Сначала выросла трава, хотя вроде мы еще ходили в шарфах, потом вдруг - обсыпала нас дырокольными бумажками черемуха, а тут уж и сирень пора ломать. Траву забила крапива, а запах сирени быстро забылся, потому как жасмин перешибает все на свете. Каштан со своими неуместными в нашей широте киевскими ассоциациями вкупе с имперскими свечами вообще мелькнул, как комета и теперь втихую растит мягких зеленых ежиков. Одуряющие гиацинты оказались не вечны, даже нарциссы их пережили. Тюльпаны растолстели и стали пионами, а бешеноогненные бархатцы взялись, как обычно - непонятно откуда.

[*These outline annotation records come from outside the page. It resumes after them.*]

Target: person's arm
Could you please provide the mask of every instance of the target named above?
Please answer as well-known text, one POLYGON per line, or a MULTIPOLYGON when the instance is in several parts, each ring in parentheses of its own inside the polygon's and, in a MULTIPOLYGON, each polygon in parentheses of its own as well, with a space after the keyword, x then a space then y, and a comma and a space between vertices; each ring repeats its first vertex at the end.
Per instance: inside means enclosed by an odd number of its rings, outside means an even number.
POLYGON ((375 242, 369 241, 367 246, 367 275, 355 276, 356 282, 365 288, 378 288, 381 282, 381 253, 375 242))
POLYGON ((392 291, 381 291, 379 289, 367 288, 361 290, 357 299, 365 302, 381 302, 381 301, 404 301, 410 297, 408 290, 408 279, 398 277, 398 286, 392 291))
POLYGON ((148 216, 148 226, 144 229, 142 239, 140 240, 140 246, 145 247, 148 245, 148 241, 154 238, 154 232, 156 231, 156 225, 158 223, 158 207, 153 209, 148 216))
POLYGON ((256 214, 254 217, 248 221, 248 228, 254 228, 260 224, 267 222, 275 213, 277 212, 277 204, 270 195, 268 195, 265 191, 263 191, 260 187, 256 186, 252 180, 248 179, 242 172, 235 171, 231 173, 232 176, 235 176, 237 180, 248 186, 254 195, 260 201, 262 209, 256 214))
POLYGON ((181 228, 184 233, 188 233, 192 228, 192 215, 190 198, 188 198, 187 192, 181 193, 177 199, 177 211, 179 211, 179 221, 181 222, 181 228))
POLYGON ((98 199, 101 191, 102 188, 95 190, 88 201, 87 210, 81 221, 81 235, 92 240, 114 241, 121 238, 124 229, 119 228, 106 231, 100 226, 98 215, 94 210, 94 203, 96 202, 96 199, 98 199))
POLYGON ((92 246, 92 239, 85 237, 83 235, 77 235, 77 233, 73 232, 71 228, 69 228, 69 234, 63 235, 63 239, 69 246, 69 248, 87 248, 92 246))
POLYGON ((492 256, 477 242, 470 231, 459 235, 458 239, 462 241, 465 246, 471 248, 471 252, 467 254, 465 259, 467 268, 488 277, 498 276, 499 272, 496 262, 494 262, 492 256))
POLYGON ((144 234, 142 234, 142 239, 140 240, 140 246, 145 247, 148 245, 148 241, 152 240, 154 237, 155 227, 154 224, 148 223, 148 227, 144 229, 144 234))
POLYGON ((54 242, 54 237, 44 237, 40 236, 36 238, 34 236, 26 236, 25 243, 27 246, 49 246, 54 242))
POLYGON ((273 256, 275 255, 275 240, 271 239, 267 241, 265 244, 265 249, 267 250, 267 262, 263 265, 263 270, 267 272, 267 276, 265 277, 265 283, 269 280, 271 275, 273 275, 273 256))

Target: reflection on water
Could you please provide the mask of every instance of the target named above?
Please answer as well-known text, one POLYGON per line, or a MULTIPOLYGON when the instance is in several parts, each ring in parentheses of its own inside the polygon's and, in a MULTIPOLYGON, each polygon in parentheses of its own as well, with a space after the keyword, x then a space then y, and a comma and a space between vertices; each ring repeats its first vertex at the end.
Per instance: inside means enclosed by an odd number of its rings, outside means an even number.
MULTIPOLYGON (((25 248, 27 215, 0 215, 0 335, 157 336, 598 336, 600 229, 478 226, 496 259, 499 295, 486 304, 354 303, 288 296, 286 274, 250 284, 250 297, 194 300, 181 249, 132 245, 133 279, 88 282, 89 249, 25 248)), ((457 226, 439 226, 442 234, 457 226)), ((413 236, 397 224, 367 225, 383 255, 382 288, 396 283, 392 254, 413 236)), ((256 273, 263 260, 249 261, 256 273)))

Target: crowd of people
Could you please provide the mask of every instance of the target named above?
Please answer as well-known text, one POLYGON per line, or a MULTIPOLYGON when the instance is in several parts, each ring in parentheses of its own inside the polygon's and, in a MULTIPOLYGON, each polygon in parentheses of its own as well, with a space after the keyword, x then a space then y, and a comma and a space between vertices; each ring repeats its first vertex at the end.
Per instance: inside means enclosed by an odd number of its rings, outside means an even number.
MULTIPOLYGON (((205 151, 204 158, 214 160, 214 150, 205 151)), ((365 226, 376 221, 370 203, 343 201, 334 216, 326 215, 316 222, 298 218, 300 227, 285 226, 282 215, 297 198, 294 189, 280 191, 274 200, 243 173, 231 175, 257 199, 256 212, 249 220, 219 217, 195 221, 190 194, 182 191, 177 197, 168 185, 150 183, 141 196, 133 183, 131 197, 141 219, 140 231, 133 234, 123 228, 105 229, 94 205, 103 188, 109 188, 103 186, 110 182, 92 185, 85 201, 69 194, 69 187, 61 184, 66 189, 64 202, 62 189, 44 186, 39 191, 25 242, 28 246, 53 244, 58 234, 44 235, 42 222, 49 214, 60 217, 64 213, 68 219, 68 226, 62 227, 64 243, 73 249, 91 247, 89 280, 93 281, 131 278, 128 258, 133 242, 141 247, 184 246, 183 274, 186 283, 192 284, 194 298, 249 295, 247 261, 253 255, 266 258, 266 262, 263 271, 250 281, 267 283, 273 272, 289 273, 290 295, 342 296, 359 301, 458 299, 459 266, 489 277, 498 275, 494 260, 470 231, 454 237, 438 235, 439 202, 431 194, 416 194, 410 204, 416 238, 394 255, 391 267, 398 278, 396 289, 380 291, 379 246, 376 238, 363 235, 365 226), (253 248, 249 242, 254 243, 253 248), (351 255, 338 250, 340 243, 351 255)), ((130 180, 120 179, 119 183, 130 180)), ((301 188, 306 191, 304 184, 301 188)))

И впереди еще хризантемы, гладиолусы и астры, и, если повезет осенью - прозрачные ясени на фоне прозрачного же фиолетового неба, клены, готовые упасть от изнеможения под своим же желто-зелено-красным богатством, растущие только в одну сторону, ибо с другой их прижимает глухая питерская стена, бесконечно кружащиеся легкие золотые монетки с берез - сверху голубое, снизу зеленое, посередине белое - и все это посыпается, посыпается золотом, а березы нисколько не лысеют.
И после всего этого мы, с умягченной душой, уверовавшие в богоданность мира, потерявшие бдительность - падаем в серое, черное, мокрое. В лицо нам кидают огрызки снега, оставшиеся от глобального потепления, а под ноги - ржавую глину, пробивающуюся даже сквозь асфальт. И я вспоминаю свою животную сущность, и гневно требую солнца, мороза, зимней радуги, роя снежинок, вырезанных артелью китайских ангелов... Но зима оказалась менее жизнеспособной, чем лето, и выходит теперь редко, копит силы годами. И потому одна надежда - что будет лето. И к лету будем мы.